Department of Orthopedics, Kaohsiung Municipal Siaogang Hospital, Kaohsiung Medical University, Kaohsiung 812, Taiwan.
Department of Orthopedics, College of Medicine, Kaohsiung Medical University, Kaohsiung 807, Taiwan.
Int J Mol Sci. 2021 Mar 10;22(6):2791. doi: 10.3390/ijms22062791.

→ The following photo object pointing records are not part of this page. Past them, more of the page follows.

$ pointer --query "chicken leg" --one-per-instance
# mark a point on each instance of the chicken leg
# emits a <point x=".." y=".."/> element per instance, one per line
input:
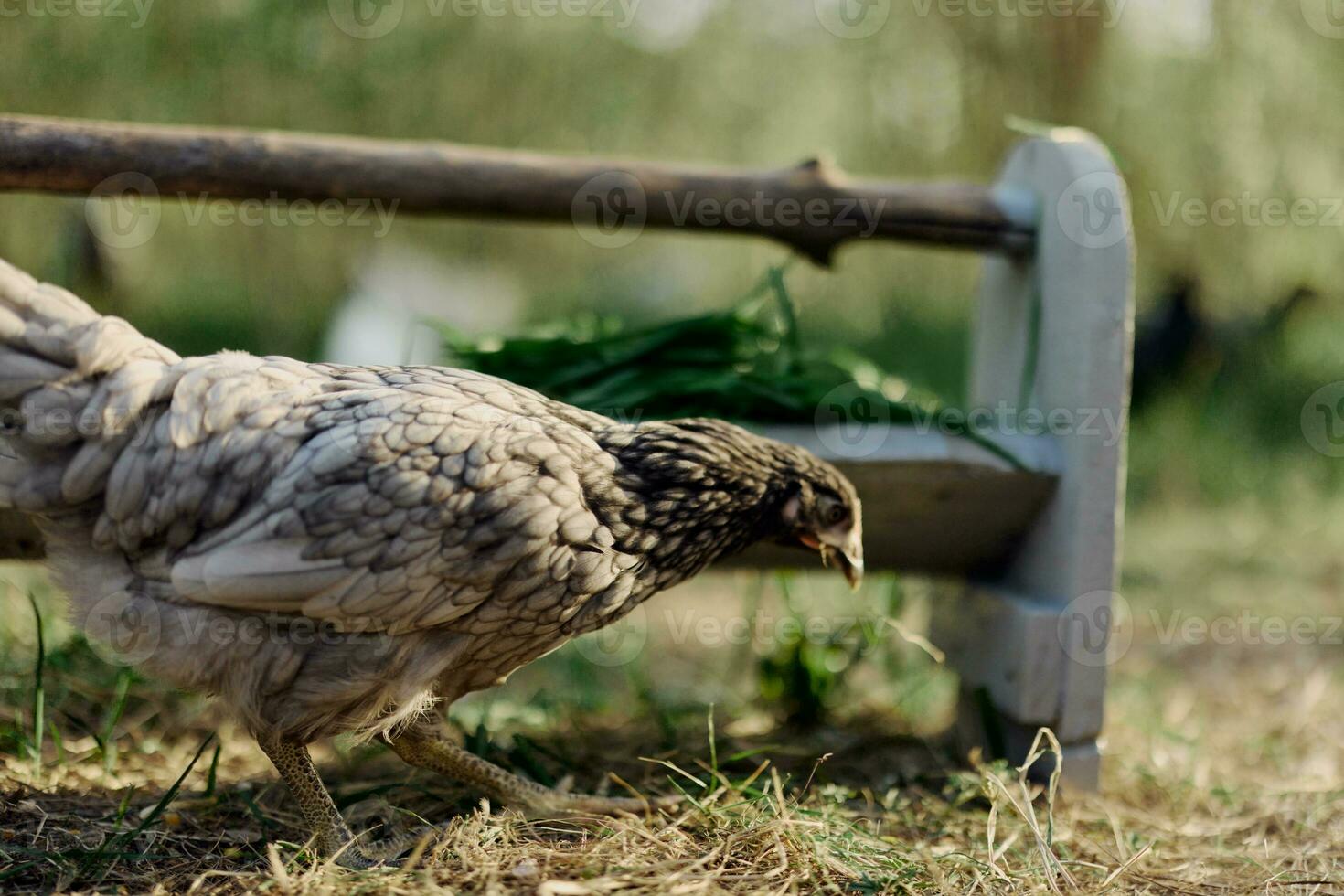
<point x="425" y="746"/>
<point x="329" y="830"/>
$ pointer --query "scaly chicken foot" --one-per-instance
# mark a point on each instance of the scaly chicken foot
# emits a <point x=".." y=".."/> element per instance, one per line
<point x="428" y="747"/>
<point x="329" y="830"/>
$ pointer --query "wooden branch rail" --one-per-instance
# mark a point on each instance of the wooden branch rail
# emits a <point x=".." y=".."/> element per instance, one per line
<point x="814" y="208"/>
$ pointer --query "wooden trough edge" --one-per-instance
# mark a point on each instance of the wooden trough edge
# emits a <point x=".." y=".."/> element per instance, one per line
<point x="932" y="503"/>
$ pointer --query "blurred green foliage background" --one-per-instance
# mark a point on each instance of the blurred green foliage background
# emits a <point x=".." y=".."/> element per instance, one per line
<point x="1198" y="100"/>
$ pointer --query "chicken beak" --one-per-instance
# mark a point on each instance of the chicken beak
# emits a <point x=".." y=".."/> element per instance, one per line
<point x="848" y="559"/>
<point x="852" y="569"/>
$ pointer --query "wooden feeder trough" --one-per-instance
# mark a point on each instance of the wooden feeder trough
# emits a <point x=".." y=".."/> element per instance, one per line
<point x="1037" y="549"/>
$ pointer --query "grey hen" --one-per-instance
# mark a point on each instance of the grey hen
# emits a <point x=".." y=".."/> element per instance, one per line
<point x="334" y="549"/>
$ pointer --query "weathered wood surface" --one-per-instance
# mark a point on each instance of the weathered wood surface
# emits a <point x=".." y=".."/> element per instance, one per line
<point x="58" y="155"/>
<point x="1035" y="638"/>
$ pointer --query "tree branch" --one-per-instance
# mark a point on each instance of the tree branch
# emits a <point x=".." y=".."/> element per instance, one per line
<point x="812" y="208"/>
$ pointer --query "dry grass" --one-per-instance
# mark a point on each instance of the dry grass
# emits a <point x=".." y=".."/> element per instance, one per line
<point x="1224" y="774"/>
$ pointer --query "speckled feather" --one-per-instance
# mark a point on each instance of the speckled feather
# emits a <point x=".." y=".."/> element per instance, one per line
<point x="443" y="526"/>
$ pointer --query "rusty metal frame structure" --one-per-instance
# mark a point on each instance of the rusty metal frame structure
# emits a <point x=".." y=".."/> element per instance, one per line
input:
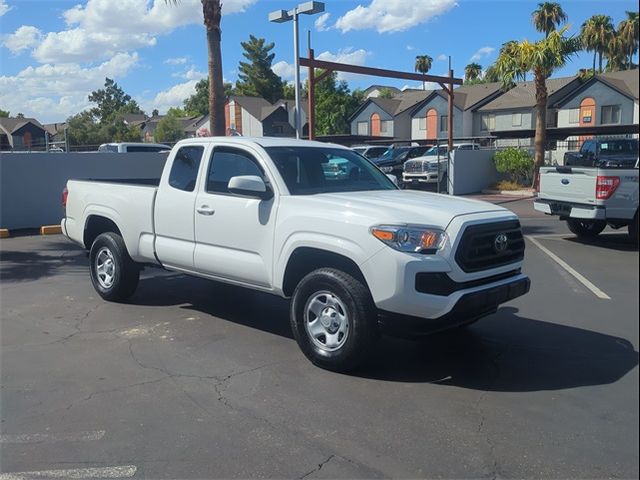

Graft cell repopulation and tendon-bone tunnel healing are important after allograft anterior cruciate ligament reconstruction (ACLR). Freshly isolated bone marrow mononuclear cells (BMMNCs) have the advantage of short isolation time during surgery and may enhance tissue regeneration. Thus, we hypothesized that the effect of intra-articular BMMNCs in post-allograft ACLR treatment is comparable to that of cultured bone marrow stromal cells (BMSCs). A rabbit model of hamstring allograft ACLR was used in this study. Animals were randomly assigned to the BMMNC, BMSC, and control groups. Fresh BMMNCs isolated from the iliac crest during surgery and cultured BMSCs at passage four were used in this study. A total of 1 × 10 BMMNCs or BMSCs in 100 µL phosphate-buffered saline were injected into the knee joint immediately after ACLR. The control group was not injected with cells. At two and six weeks post operation, we assessed graft cell repopulation with histological and cell tracking staining (PKH26), and tendon-bone healing with histological micro-computed tomography and immunohistochemical analyses for collagen I and monocyte chemoattractant protein-1 (MCP1). At two weeks post operation, there was no significant difference in the total cell population within the allograft among the three groups. However, the control group showed significantly higher cell population within the allograft than that of BM cell groups at six weeks. Histological examination of proximal tibia revealed that the intra-articular delivered cells infiltrated into the tendon-bone interface. Compared to the control group, the BM cell groups showed broader gaps with interfacial fibrocartilage healing, similar collagen I level, and higher MCP1 expression in the early stage. Micro-CT did not reveal any significant difference among the three groups. BMMNCs and BMSCs had comparable effects on cell repopulation and interfacial allograft-bone healing. Intra-articular BM cells delivery had limited benefits on graft cell repopulation and caused higher inflammation than that in the control group in the early stage, with fibrocartilage formation in the tendon-bone interface after allograft ACLR.
同种异体前交叉韧带重建(ACLR)后移植物细胞再植入和腱骨隧道愈合是重要的。新鲜分离的骨髓单核细胞(BMMNCs)在手术期间具有较短的分离时间的优势,并且可能增强组织再生。因此,我们假设关节内 BMMNC 对同种异体 ACLR 后治疗的效果与培养的骨髓基质细胞(BMSCs)相当。本研究使用兔肌腱同种异体 ACLR 模型。动物随机分配到 BMMNC、BMSC 和对照组。术中从髂嵴分离新鲜 BMMNC 并在第四代培养 BMSCs 用于本研究。将 1×10 个 BMMNC 或 BMSC 在 100μL 磷酸盐缓冲液中在 ACLR 后立即注入膝关节。对照组未注射细胞。术后 2 周和 6 周时,我们通过组织学和细胞示踪染色(PKH26)评估移植物细胞再植入,通过组织学微计算机断层扫描和胶原 I 和单核细胞趋化蛋白 1(MCP1)的免疫组织化学分析评估腱骨愈合。术后 2 周,三组同种异体移植物内的总细胞群体无明显差异。然而,对照组在 6 周时同种异体移植物内的细胞群体明显高于 BM 细胞组。胫骨近端的组织学检查显示关节内输送的细胞浸润到腱骨界面。与对照组相比,BM 细胞组在早期显示更宽的间隙,界面纤维软骨愈合,类似的胶原 I 水平和更高的 MCP1 表达。三组间微 CT 无明显差异。BMMNC 和 BMSC 对细胞再植入和界面同种异体-骨愈合具有相似的作用。关节内 BM 细胞输送对移植物细胞再植入的益处有限,并且在早期引起比对照组更高的炎症,在同种异体 ACLR 后腱骨界面形成纤维软骨。